また、LGBTという言葉を耳にしたことがある人が増えてた一方、クエスチョニングという言葉はそこまで浸透していませんし自分から発信しないと周囲の人から気づかれない場合もあるようです。
「クエスチョニングであることを周囲の人に理解してもらえない」「誰も自分の悩みを理解してくれない」と悩む人もいらっしゃいます。
セクシュアリティ診断
「自分はクエスチョニングかもしれない」「クエスチョニングか診断したい」と悩んでいる人もいらっしゃるかと思います。
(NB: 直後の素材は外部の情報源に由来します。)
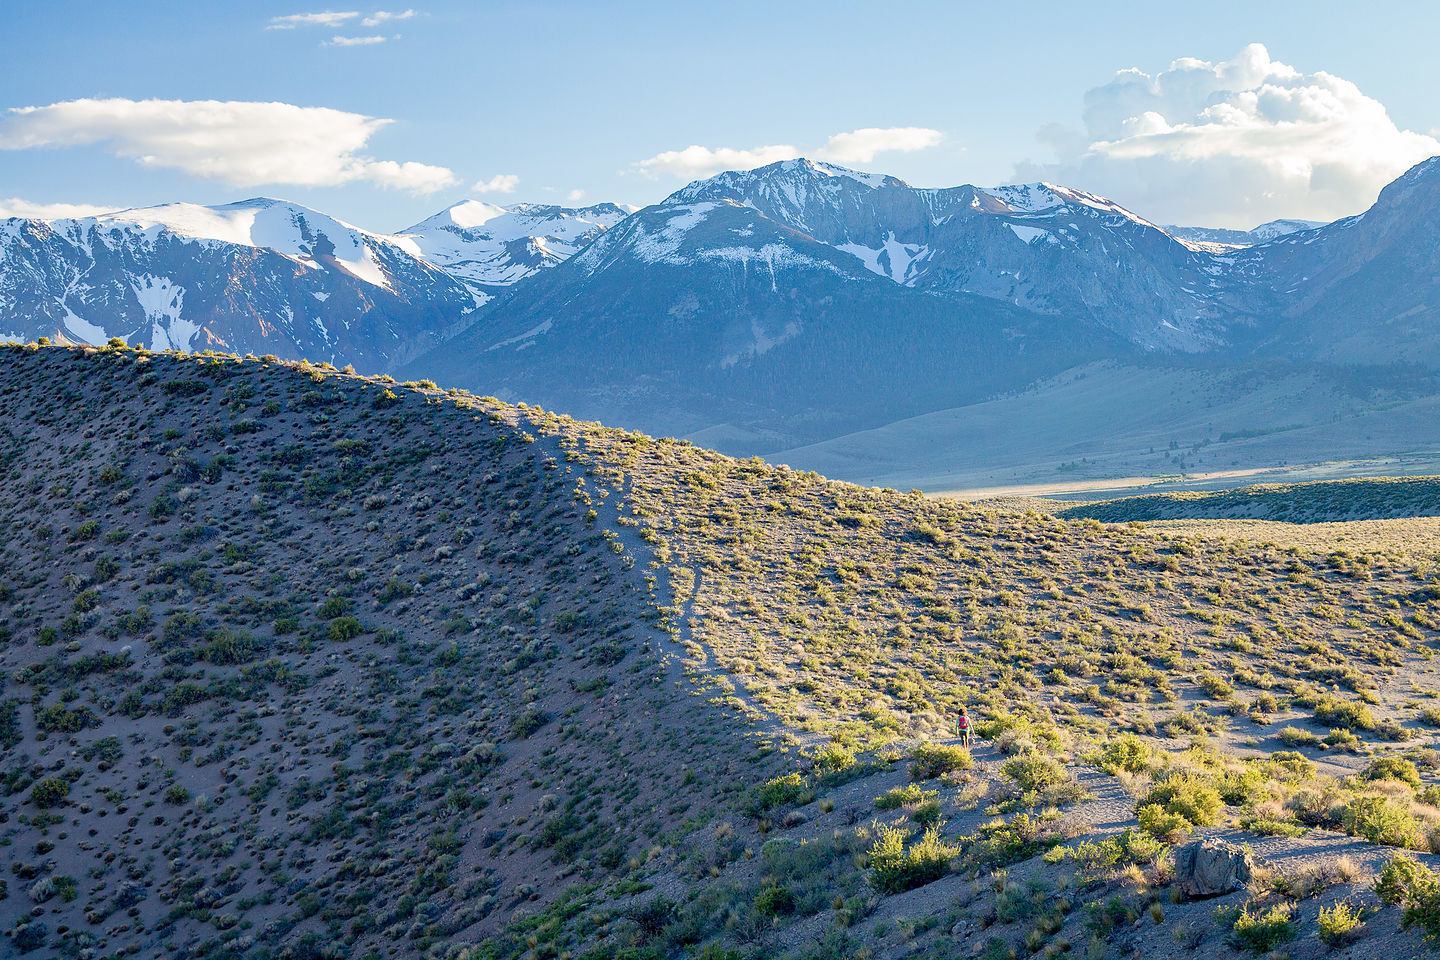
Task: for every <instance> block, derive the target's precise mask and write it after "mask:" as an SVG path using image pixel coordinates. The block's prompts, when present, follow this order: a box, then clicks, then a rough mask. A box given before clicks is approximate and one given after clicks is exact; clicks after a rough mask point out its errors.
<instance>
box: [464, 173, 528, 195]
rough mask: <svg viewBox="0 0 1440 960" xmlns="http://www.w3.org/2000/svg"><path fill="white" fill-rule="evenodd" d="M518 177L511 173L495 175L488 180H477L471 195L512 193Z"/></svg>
mask: <svg viewBox="0 0 1440 960" xmlns="http://www.w3.org/2000/svg"><path fill="white" fill-rule="evenodd" d="M518 186H520V177H517V176H516V174H513V173H497V174H495V176H494V177H491V178H490V180H477V181H475V186H474V187H471V191H472V193H514V191H516V187H518Z"/></svg>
そういった人は、「セクシュアリティ診断」を活用してみてはいかがでしょうか。
ご自分のセクシュアリティを理解する上で参考になると思います。
セクシュアリティ診断に関する記事は以下の記事をご覧ください。
・【一目瞭然!】自分のセクシュアリティが分かる性自認チェックシートの解説まとめ
【まとめ】クエスチョニングとは「決めないことは自然なこと」というセクシュアリティ
ここまで、「クエスチョニング」というセクシュアリティをメインに、セクシュアリティの4つの要素や、「クエスチョニング」に似た意味を持つセクシュアリティを紹介してきました。
改めて「クエスチョニング」とは、自分の性自認や性的指向について、現状として定まっていない人や流動的な経過の途中にある人、それらを意図的に定めていないセクシュアリティのことです。
「クエスチョニング」に似た、近い意味を持つセクシュアリティもあり、知れば知るほどに迷いが生じてしまうこともあるかもしれませんが、「クエスチョニング」は「わからない」、「決めない」といった自分の認識も自然だと捉えるセクシュアリティです。
LGBTと示す言葉のなかには、さまざまなセクシュアリティがあります。その中のほんのいくつかのご紹介でしたが、少しでも知っていただけたら幸いです。